Moving From the Smokestacks Age to the Jet Age
The 1960s reshaped Everett from solely a midcentury lumber, fishing and pleasure boating community to one that added a new dimension — jet city. In 1967 The Boeing Company set up shop for its 747 jumbo jet by building a massive aircraft manufacturing plant in south Everett. By 1968, the Port’s huge storage dome at the south bayfront became a daily visible reminder of this change; the dome was built to house alumina, a prime ingredient of aluminum — which in turn was a key component in making airplanes.
Boeing’s arrival coincided with a decline, however, in the region’s wood-products industries as the decade saw the lumber and shingle industry say goodbye to the Port’s bayfront. When the Super Mill Company plant closed in 1962, it ended some 70 years of shingle mills at 14th Street. Summit Mill Company moved its plant to Darrington, Washington, and fires finished off the Jamison plant and the closed Pilchuck Shake and Lumber Company. Everett — and along with it, the Port — quickly shifted to being largely dependent on the aircraft
industry, as well as other types of cargo, such as cars.

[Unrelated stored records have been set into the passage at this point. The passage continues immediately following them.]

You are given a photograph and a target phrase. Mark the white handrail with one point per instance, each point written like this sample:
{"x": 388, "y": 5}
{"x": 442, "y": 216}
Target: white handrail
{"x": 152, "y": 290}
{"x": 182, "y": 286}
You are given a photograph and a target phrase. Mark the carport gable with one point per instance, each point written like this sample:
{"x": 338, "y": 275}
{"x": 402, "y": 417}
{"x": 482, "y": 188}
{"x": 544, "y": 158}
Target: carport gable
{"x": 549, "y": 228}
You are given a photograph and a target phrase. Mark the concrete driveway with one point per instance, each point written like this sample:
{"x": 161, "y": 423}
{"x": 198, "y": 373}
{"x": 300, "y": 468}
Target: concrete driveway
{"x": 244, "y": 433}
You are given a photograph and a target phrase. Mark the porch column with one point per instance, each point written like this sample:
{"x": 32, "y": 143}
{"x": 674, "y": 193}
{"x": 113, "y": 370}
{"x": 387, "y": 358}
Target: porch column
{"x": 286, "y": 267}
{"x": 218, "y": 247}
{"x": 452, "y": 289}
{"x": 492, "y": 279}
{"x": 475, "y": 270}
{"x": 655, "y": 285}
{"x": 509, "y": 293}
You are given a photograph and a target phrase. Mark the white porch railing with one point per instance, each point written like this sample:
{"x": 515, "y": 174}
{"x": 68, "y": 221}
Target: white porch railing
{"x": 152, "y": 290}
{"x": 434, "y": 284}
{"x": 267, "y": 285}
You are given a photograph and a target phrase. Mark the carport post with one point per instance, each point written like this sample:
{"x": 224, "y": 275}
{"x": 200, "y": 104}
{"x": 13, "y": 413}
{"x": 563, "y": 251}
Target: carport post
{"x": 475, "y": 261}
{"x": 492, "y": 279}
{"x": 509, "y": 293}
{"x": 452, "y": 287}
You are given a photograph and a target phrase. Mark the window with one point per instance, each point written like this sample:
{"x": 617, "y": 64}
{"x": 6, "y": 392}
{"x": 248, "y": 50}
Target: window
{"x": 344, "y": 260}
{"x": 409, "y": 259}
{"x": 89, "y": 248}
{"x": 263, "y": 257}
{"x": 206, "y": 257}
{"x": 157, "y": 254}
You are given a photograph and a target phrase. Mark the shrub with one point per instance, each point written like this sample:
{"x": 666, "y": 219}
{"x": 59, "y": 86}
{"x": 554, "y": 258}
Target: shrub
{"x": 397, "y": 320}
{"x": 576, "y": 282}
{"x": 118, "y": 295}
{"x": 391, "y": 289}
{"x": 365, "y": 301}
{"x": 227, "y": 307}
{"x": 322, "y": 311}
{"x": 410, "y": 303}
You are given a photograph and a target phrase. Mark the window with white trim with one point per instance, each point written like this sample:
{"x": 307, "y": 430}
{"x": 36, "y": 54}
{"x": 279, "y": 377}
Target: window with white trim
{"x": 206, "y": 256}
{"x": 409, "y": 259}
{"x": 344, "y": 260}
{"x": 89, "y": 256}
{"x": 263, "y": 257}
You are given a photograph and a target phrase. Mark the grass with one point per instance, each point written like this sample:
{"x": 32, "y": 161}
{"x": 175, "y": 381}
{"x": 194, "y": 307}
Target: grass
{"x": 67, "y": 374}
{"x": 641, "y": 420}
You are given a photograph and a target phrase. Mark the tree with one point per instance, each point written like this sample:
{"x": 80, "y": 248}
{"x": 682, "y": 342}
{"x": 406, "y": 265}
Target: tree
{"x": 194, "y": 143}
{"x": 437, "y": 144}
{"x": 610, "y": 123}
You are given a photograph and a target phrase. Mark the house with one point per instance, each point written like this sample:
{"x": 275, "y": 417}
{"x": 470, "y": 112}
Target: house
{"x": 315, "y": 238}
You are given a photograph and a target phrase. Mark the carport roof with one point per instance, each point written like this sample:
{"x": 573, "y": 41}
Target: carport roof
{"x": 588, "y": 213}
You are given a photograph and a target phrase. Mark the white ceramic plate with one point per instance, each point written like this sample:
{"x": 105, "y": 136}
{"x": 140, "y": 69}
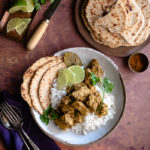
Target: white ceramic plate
{"x": 111, "y": 71}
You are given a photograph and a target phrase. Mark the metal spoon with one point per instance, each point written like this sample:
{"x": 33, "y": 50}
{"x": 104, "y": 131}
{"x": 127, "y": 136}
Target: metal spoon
{"x": 7, "y": 124}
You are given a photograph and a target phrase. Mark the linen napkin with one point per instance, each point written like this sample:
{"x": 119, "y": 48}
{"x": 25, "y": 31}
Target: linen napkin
{"x": 12, "y": 140}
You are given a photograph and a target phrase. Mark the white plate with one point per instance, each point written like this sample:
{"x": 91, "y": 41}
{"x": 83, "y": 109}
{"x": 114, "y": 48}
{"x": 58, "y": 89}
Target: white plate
{"x": 111, "y": 71}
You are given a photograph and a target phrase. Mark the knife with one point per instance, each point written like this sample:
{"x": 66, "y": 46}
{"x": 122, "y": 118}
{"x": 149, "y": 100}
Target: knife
{"x": 37, "y": 35}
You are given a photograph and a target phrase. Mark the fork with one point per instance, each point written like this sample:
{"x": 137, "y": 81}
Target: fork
{"x": 17, "y": 122}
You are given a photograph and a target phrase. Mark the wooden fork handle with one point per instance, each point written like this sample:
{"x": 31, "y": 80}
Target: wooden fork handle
{"x": 35, "y": 38}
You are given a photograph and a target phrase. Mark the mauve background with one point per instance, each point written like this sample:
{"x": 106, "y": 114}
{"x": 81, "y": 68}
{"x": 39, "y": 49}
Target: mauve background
{"x": 133, "y": 132}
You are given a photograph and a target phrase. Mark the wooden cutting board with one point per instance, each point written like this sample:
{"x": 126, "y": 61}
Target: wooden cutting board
{"x": 120, "y": 52}
{"x": 8, "y": 16}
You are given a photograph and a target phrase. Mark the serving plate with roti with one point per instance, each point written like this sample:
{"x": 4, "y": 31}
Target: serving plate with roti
{"x": 39, "y": 91}
{"x": 121, "y": 34}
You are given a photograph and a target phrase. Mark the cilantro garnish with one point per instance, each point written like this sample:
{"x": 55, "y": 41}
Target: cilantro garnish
{"x": 38, "y": 3}
{"x": 94, "y": 79}
{"x": 107, "y": 85}
{"x": 49, "y": 114}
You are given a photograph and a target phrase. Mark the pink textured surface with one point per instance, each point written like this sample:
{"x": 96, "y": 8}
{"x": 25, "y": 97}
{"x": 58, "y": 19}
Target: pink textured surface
{"x": 133, "y": 132}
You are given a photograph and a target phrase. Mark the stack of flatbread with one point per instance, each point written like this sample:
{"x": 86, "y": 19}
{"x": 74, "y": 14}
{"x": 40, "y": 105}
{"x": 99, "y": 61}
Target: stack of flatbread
{"x": 37, "y": 82}
{"x": 117, "y": 22}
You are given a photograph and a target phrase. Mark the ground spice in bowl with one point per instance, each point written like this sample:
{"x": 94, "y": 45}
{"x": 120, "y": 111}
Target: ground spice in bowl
{"x": 138, "y": 62}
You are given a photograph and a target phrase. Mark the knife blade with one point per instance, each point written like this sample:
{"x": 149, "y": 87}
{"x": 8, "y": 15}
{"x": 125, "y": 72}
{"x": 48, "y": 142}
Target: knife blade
{"x": 37, "y": 35}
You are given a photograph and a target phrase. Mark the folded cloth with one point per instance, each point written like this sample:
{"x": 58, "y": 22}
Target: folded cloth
{"x": 12, "y": 140}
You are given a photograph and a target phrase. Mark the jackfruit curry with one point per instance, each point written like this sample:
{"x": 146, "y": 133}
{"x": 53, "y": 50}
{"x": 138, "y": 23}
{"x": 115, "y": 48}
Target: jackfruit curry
{"x": 81, "y": 99}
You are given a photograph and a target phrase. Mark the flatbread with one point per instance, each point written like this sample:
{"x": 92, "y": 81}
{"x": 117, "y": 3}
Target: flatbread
{"x": 46, "y": 83}
{"x": 132, "y": 30}
{"x": 94, "y": 9}
{"x": 34, "y": 86}
{"x": 125, "y": 18}
{"x": 28, "y": 76}
{"x": 145, "y": 8}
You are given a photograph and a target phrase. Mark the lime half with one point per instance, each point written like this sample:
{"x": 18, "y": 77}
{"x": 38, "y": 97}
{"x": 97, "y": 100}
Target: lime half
{"x": 23, "y": 5}
{"x": 79, "y": 73}
{"x": 21, "y": 28}
{"x": 14, "y": 23}
{"x": 61, "y": 80}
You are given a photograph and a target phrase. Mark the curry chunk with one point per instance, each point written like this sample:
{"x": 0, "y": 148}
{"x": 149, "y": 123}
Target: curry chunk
{"x": 79, "y": 85}
{"x": 81, "y": 108}
{"x": 95, "y": 67}
{"x": 66, "y": 100}
{"x": 67, "y": 108}
{"x": 81, "y": 94}
{"x": 61, "y": 124}
{"x": 78, "y": 118}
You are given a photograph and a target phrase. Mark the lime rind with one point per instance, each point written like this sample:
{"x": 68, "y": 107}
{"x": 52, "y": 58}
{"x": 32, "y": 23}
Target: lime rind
{"x": 13, "y": 24}
{"x": 70, "y": 76}
{"x": 23, "y": 5}
{"x": 21, "y": 28}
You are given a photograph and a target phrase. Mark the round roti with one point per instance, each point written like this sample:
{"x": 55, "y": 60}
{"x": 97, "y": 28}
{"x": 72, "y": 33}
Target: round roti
{"x": 34, "y": 86}
{"x": 46, "y": 83}
{"x": 28, "y": 76}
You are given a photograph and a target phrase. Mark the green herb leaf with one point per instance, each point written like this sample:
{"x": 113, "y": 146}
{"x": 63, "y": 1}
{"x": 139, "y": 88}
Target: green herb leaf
{"x": 44, "y": 119}
{"x": 94, "y": 79}
{"x": 37, "y": 6}
{"x": 52, "y": 1}
{"x": 43, "y": 1}
{"x": 102, "y": 102}
{"x": 107, "y": 85}
{"x": 48, "y": 110}
{"x": 49, "y": 114}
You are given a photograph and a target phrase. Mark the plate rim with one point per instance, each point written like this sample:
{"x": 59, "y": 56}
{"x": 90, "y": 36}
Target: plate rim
{"x": 116, "y": 124}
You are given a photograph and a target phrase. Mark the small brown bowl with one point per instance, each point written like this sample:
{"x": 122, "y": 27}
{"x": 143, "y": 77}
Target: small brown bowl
{"x": 138, "y": 62}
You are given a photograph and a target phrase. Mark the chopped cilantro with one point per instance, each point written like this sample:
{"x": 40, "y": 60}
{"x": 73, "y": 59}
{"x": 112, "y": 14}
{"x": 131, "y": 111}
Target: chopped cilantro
{"x": 94, "y": 79}
{"x": 38, "y": 3}
{"x": 107, "y": 85}
{"x": 49, "y": 114}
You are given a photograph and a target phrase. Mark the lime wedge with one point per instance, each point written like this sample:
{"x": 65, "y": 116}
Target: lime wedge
{"x": 21, "y": 28}
{"x": 14, "y": 23}
{"x": 30, "y": 6}
{"x": 79, "y": 73}
{"x": 23, "y": 5}
{"x": 70, "y": 76}
{"x": 61, "y": 80}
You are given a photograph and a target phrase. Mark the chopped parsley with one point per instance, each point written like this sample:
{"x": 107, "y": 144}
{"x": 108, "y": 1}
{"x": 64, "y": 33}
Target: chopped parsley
{"x": 49, "y": 114}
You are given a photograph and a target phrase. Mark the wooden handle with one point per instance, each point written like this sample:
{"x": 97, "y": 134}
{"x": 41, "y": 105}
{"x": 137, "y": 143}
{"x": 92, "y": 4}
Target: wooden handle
{"x": 35, "y": 38}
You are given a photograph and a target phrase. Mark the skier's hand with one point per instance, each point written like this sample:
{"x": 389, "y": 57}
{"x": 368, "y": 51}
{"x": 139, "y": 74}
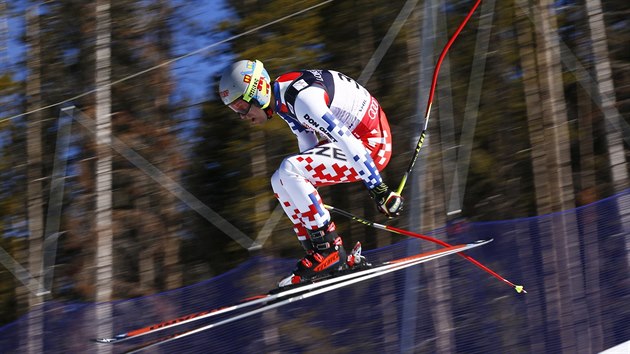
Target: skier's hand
{"x": 387, "y": 201}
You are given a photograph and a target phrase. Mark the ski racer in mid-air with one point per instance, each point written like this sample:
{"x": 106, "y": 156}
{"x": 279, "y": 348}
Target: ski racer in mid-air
{"x": 356, "y": 145}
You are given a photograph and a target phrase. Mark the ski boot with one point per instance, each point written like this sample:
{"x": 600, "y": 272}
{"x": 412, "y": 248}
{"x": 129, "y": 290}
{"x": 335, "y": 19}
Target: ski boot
{"x": 325, "y": 256}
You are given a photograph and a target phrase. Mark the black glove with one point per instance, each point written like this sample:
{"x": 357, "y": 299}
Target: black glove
{"x": 387, "y": 201}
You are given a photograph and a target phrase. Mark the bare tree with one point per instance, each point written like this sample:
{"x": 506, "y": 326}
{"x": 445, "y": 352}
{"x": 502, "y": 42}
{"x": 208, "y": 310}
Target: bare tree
{"x": 104, "y": 246}
{"x": 34, "y": 175}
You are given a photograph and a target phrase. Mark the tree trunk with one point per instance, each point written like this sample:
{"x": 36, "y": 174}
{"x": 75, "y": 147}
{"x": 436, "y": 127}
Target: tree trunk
{"x": 34, "y": 187}
{"x": 567, "y": 291}
{"x": 104, "y": 246}
{"x": 614, "y": 134}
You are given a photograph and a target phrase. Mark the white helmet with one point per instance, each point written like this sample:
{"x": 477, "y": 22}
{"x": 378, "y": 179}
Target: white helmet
{"x": 248, "y": 80}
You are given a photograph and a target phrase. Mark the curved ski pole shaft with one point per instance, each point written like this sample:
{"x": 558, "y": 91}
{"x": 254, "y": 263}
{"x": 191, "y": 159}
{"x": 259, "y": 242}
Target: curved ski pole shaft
{"x": 436, "y": 72}
{"x": 518, "y": 288}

The Port kept moving forward, taking down the shuttered Super Mill plant and developing the 14th Street small boat basin into an expansive, modern marina, dubbed at the time as the Everett Yacht Basin. The site offered around 950 slips for commercial and pleasure craft — and it was nearly 100 percent occupied by 1966. The old boat basin between Piers 1 and 2 was phased out and filled in, and the Everett Yacht Club moved north — it built a new clubhouse in 1968 — to the general site of what had once been the end of the 14th Street Dock. The Yacht Basin (today the site of Central Docks) included an expanded and improved section for the fishing fleet, too, and the Everett Fish Company expanded in 1964. Boating and fishing were in cruise mode.
Throughout the 1960s the local community and the Port continued to work together to create space on Jetty Island for public access and recreational use and got creative with ideas on how people could reach the island — which at the time the Port still called “Tract Q” — a site which locals had become quite attached to.